WFD Nigeria and NILDS
Political parties are the building blocks of any elective democracy in that they define the pathways for mobilising and canvassing for votes as well as serve as focal points for engaging on governance. As pivotal as the place of political parties in a democracy are, Nigeria's experience with party organising has been one of mixed results, with particular concerns about the exclusion of women, young people, and persons with disabilities.
This study examines the degree of inclusivity of political parties in Nigeria against the backdrop of perceived unfulfilled potential that responds to women, young people, and persons with disabilities who want to engage in politics. Its significance rests in the understanding that political parties are about the only institution of democracy in Nigeria that have not witnessed significant development since the return to democracy in 1999. Indeed, the near stalled state of their development has become a source of concern in the face of the urgency for democratic dividends.
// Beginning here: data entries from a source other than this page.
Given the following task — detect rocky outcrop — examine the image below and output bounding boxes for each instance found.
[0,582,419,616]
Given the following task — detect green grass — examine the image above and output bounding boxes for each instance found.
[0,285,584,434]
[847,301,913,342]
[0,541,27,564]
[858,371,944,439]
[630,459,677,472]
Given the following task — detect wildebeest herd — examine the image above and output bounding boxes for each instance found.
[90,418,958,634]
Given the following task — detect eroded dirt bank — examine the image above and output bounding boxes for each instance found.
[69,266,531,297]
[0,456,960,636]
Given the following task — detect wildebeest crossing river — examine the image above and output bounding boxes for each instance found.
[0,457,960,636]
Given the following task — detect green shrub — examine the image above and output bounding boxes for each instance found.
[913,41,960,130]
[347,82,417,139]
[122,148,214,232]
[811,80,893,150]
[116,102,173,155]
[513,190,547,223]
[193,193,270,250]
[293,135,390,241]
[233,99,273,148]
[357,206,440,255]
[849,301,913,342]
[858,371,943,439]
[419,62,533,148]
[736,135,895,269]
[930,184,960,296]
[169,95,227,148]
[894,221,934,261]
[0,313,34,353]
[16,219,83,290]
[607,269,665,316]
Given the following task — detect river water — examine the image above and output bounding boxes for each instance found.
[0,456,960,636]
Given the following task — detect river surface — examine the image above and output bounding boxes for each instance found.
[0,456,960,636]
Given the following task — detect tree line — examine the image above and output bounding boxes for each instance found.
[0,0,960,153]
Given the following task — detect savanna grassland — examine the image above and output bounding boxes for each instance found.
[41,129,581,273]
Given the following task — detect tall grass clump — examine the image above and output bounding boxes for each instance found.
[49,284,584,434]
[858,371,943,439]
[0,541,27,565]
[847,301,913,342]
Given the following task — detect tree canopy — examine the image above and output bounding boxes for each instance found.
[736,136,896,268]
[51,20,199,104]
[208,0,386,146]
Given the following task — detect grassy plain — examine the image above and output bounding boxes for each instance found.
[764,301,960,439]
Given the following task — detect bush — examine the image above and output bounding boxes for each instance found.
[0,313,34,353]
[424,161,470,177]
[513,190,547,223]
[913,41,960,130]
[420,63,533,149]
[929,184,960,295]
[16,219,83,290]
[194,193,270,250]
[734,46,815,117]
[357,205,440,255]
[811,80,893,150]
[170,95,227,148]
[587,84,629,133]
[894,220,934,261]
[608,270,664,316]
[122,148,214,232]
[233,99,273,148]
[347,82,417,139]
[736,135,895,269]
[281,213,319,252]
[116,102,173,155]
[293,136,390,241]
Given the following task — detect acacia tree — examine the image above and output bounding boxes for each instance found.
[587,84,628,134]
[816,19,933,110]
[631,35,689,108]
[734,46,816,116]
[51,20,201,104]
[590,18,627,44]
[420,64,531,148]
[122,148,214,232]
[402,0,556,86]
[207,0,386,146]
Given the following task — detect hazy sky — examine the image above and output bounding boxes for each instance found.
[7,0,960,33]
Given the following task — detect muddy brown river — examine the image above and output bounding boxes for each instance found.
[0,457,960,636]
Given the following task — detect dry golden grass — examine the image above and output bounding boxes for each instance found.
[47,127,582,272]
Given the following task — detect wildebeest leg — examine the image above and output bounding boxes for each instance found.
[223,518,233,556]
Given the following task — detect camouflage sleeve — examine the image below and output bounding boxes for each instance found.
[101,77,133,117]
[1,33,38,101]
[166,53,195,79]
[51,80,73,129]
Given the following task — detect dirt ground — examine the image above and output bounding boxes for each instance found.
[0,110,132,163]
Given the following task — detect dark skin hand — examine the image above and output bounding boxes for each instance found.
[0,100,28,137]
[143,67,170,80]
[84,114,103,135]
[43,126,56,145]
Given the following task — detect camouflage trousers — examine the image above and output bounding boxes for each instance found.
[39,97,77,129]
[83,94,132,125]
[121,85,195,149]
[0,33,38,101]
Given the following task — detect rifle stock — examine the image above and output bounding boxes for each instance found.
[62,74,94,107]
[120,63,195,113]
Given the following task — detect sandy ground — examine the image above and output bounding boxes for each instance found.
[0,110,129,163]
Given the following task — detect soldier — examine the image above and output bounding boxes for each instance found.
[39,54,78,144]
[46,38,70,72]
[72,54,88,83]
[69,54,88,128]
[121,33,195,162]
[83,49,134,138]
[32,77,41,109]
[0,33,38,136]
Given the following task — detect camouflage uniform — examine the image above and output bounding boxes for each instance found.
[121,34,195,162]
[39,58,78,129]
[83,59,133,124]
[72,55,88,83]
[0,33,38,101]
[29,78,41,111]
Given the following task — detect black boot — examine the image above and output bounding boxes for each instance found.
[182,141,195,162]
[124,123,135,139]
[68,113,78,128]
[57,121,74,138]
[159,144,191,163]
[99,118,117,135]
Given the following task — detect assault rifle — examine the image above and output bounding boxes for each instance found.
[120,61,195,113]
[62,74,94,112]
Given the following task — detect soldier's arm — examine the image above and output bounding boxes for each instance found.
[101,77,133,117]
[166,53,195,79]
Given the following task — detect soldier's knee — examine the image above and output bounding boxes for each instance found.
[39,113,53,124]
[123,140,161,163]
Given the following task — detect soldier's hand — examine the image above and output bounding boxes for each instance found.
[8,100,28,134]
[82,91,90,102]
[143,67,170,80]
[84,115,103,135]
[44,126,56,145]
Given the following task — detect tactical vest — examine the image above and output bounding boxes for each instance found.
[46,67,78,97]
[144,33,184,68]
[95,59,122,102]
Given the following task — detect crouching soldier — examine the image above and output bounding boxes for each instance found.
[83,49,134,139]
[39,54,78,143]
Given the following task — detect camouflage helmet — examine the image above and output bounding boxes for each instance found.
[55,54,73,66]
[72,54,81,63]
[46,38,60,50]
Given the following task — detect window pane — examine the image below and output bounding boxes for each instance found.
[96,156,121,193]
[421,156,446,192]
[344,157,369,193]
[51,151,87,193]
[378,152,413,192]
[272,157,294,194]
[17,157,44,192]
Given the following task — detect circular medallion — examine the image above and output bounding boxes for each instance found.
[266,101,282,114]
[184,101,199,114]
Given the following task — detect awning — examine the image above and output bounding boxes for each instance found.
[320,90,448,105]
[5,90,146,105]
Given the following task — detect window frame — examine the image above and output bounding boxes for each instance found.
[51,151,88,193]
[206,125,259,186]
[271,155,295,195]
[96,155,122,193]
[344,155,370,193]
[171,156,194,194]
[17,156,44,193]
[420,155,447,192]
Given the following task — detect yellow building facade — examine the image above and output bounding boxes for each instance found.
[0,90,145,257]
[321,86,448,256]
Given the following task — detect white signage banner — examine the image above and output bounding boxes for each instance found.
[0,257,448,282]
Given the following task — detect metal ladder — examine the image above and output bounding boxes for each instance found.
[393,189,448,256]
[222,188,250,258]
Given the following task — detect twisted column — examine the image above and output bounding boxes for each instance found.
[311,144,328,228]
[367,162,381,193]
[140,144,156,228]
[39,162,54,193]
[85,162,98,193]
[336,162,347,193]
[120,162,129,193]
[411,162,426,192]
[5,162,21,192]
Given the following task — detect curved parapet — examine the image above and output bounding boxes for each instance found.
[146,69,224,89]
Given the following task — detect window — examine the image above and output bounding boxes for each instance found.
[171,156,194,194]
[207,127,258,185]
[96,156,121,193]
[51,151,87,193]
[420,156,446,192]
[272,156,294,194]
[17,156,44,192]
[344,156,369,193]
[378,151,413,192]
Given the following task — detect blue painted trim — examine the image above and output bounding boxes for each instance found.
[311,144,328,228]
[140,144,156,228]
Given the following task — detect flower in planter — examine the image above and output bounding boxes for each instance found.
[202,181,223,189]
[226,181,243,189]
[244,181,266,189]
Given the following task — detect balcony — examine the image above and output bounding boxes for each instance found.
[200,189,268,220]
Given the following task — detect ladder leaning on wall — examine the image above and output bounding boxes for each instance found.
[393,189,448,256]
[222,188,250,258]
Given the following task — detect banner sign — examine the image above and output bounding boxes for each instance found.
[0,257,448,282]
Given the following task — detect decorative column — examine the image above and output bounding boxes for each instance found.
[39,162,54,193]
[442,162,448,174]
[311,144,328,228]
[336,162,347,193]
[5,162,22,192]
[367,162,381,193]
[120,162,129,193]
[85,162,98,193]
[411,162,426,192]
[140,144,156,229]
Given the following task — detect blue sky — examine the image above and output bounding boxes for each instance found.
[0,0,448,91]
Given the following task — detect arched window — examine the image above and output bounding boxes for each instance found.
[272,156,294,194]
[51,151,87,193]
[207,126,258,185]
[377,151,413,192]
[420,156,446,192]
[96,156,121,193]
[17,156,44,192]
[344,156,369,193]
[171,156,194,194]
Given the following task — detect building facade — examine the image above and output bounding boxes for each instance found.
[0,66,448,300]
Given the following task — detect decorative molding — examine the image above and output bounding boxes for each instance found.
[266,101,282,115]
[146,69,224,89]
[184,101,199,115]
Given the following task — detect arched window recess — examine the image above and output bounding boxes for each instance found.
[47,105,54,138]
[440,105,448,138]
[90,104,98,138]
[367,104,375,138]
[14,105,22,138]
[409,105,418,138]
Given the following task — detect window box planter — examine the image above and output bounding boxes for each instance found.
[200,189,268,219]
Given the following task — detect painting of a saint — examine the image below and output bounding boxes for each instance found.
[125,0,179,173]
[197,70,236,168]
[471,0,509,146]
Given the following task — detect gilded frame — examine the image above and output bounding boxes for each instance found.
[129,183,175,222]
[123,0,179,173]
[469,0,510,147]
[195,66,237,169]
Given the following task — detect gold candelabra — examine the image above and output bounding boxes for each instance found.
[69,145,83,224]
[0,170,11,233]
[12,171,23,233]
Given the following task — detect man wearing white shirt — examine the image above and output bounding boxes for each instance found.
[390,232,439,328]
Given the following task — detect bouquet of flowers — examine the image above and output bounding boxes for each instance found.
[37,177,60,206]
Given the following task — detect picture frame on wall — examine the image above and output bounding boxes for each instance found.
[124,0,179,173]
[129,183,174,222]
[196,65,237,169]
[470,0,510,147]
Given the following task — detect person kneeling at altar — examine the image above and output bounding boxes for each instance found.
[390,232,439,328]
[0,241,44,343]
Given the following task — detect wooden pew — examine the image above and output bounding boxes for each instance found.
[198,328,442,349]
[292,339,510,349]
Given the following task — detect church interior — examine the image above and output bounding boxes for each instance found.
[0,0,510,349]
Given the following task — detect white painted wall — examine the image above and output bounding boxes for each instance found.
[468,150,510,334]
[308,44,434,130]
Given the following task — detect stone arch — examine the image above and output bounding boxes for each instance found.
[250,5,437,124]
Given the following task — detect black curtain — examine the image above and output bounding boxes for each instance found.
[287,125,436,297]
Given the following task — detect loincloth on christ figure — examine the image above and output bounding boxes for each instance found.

The study appraises the 18 political parties that competed for votes in the 2023 general elections in Nigeria to determine the extent to which their activities have facilitated inclusion among their members, using a survey administered in 12 selected states across the six geopolitical zones (two per geopolitical zone) and key informant interviews (KIIs) in the party headquarters in Abuja.
The findings reveal that while all the political parties may seem highly inclusive on paper, notably in terms of processes, provisions and opportunities for women, young people, and persons with disabilities, the reality isto the contrary. There is a lack of evidence that many of the parties have comprehensive membership registers, nor one with disaggregated social characteristics, such as women, young people, and persons with disabilities. Some of the parties have well-articulated and crafted provisions for these underrepresented groups in their constitutions and manifestos, but there is very limited evidence to suggest that they are consciously implemented. It is claimed that equal opportunities exist for all party members, including freedom to aspire to any leadership position in the parties, seeking nomination for elective positions, and accessing political appointment on the strength of membership of a political party. However, the reality is that members who enjoy such opportunities are relatively few, especially when compared to the number of positions competed for and taken by the three aforementioned groupings.
The study also reveals that, although party membership may be a prerequisite to aspire and access leadership in political parties, nomination tickets and political appointments, other factors such as the right connections and informal networks of influence often skew the process. Rather than actively supporting these three unrepresented groups, parties often find it difficult to change the status quo, and as a result risk losing out on powerful voices from within these groups. Only a few women have climbed the ladder of political influence in political parties, with limited impact in turn on the further promotion of women participation in politics. This is mirrored in the case of young people, with factors of affluence and personal ambition often leading to identification with party elders to the neglect of their peers. . The prominence of persons with disabilities is usually lower, given the small percentage of representation in the overall party membership, hardly being recognised beyond the face of the National Persons with Disabilities Leader. Overall, the skewed practices within political parties has had a neutralising impact on how individuals and groups can mobilise, influence and achieve representation, as well as agency, for themselves and these underrepresented groups.